The Telegraph
Since 1st March, 1999
Email This Page
Fine Print

Musical minister

Sao Paulo, July 1 (Reuters): Brazilian musician Gilberto Gil is taking a month off his day job as the nation’s minister of culture so he can go on a European tour to make ends meet.

Gil, one of Brazil’s best known musicians, accepted the ministerial post at the start of the year only after he was assured he would be allowed to continue pursuing his musical career. His government salary of some $2,900 a month, he claimed, was insufficient to maintain his standard of living.

Yesterday, the dread-locked native of north-eastern Bahia state flew to Europe, where he will spend 24 days performing in cities including London, Rome, Paris, Lyon and Vienna.

Gil, 60, was one of the founders of Brazil’s “Tropicalismo” counterculture movement in the 1960s together with singer-songwriter Caetano Veloso. His mixture of rock and Afro-Brazilian beats has also won him many fans around the world, and in 1999 he won a Grammy Award in the world music category for his album Quanta.

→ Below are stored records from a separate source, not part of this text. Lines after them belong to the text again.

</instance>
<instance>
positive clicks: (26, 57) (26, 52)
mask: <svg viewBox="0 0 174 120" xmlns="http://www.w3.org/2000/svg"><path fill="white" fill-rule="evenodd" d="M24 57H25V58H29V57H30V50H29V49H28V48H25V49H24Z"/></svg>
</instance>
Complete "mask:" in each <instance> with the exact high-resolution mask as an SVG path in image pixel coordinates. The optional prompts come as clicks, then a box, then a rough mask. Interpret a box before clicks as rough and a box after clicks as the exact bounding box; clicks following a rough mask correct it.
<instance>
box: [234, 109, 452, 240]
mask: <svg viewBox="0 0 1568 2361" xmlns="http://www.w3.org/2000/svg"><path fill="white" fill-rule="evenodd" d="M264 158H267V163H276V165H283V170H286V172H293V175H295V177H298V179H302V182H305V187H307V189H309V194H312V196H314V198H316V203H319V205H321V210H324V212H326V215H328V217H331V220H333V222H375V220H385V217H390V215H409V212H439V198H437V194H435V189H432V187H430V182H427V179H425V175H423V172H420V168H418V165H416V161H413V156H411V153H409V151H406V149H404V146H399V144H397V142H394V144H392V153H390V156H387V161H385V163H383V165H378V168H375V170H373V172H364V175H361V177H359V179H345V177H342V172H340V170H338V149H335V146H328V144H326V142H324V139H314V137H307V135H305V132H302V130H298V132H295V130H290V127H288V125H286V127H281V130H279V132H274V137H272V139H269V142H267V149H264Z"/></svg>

One of his latest recordings was a tribute to Jamaican reggae icon Bob Marley, named Kaya ’ Gandaia — a word play alluding to Marley’s song Kaya, a street name for marijuana but also meaning “Get some fun” in colloquial Brazilian Portuguese.

Window act

Boston (Reuters): Women's fashions may be getting flimsier every day but bystanders saw more than they bargained for when a scantily-clad performance artist tried to squeeze into clothes in a storefront window. Apparently outraged by a touch too much flesh, residents called police to stop artist Elaine Belsito, who was wearing only a sports bra and panties, from dressing in the window of a gallery in Somerville, Massachusetts, The Boston Globe reported on Monday. Belsito was staging a performance art piece called: “If Only You Lost Five Pounds You’d Be Perfect,” and was ordered out of the window by police. No charges were filed, the paper said.

Born again

Rio De Janeiro (Reuters): Finding a job in Brazil may be tough, especially when your records say that you are dead, as 25-year-old unemployed driver Marcio Freitas da Silva discovered. The problem is that when another man of the same name and age died three years ago, coroners wrote the names of the living da Silva’s parents in the death certificate, “murdering” him for official records. “It’s a humiliating situation when others make mistakes and I have to prove that I’m alive,” da Silva said, complaining that he had been told during his ordeal that a dead man “cannot drive vehicles on federal highways.”

The civil registry office has already revitalised da Silva, but the new documents, issued late last year, have not reached most government offices.

Globo showed an election official eagerly explaining to da Silva that, alive or not, he could not vote while his record said he was dead.

BERLIN, June 30 (Reuters) - A German used recorded barking to provoke a neighbour's dog to respond so he could report the animal for disturbing the peace, police said on Monday.

”The man evidently didn't like the dog and wanted to make it bark more so he could report it,” a police spokesman in the northern town of Harrislee said.

After the man complained to police about the German shepherd, the neighbour discovered a speaker hidden in his garden hedge attached to a cable leading to the man's house.

He alerted police, who found the system was rigged up to play dog barks and sounds of tongue clicks meant to attract canines. “The whole story is so ludicrous, we really can't imagine what he thought he would achieve,” the spokesman said.

”There's no way the man would have had his dog taken away just because it barked sometimes.”